UNISONActive is an unofficial blog produced by UNISON activists for UNISON activists. Bringing news, briefings and events from a progressive left perspective.

Tuesday 3 September 2013

UNISON at the sharp end of Lobbying Bill political restrictions

In recent weeks there has been a belated but welcome realisation by a range of campaigning organisations from 38 Degrees to the TUC about the draconian implications of the Transparency of Lobbying, Non Party Campaigning and Trade Union Administration Bill which gets its second reading in Parliament today. Much has been made about the lobbying bill restricting the ability of charities to campaign. But as the exemplary analysis by Professor Keith Ewing has highlighted, trade unions and the Labour Party are the target of the bill’s parliamentary draftsmen, with UNISON caught in the cross hairs:

An examination of the electoral commission’s report on the 2010 general election spending confirms only 33 registered third party campaigners of which 8 were unions (including the Wales TUC but not the TUC itself). 23 of these campaigners reported a total expenditure of £2.8 million of which UNISON’s £671, 866 was the largest of all. It is no exaggeration to conclude that the lobbying bill has the potential to neuter UNISON's General Political Fund in the pre-general election period when it has proven so effective over the past 20 years with imaginative and targeted advertising campaigns in defence of public services.

As Keith Ewing highlights the Bill is proposing “a new concept of ‘targeted expenditure’, which is a subset of ‘controlled expenditure’. So while unions individually can spend £319,800 in England on ‘controlled expenditure’ generally, they can only spend £31,980 on expenditure targeted at a particular political party. This is a measure designed to stop trade union support for the Labour party rather than against the BNP, as some activists appear to believe.

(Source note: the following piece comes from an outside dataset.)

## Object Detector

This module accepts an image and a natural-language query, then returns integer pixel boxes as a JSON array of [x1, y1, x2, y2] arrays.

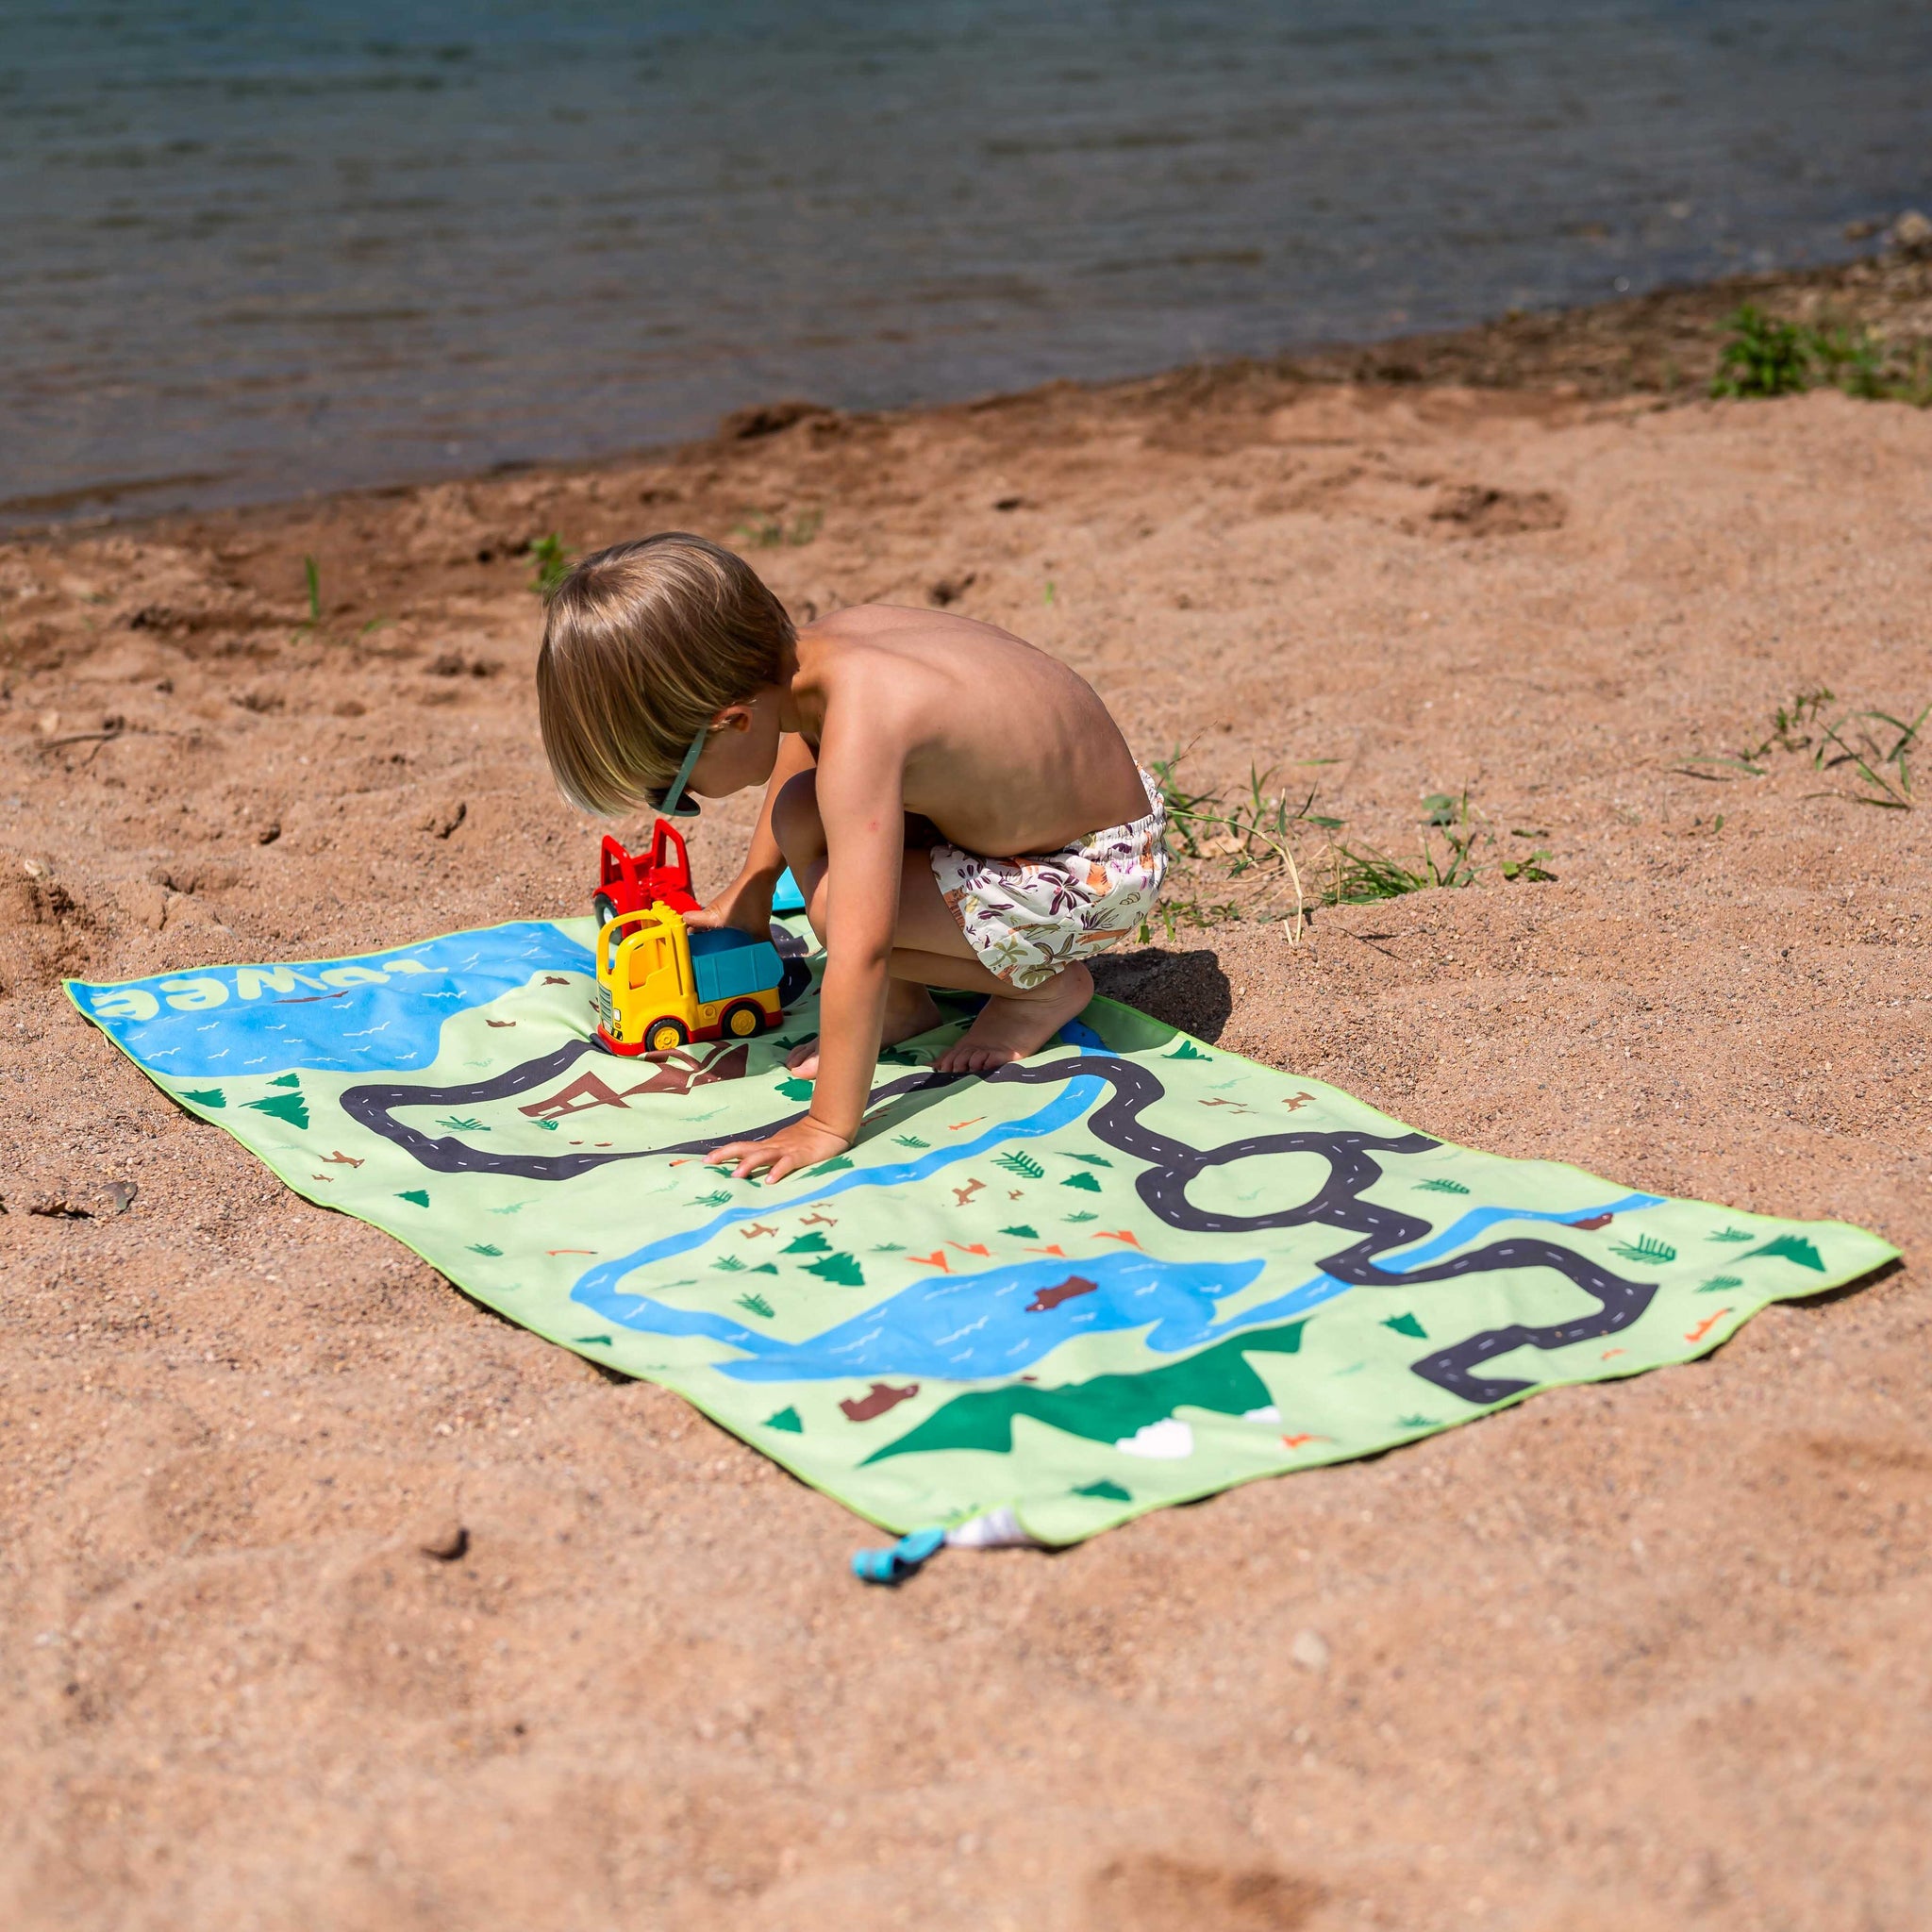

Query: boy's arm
[[709, 713, 908, 1184], [686, 732, 815, 936]]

In a clumsily written provision, expenditure will be targeted at a political party only if it can ‘reasonably be regarded’ as being intended to benefit that party or any of its candidates. It seems to me that this is the red meat of the entire Bill, and as such it is a vicious attack on trade union political freedom. Almost all election expenditure will fall within this definition of ‘targeted expenditure. If it does not, there would be no point incurring it in the first place.”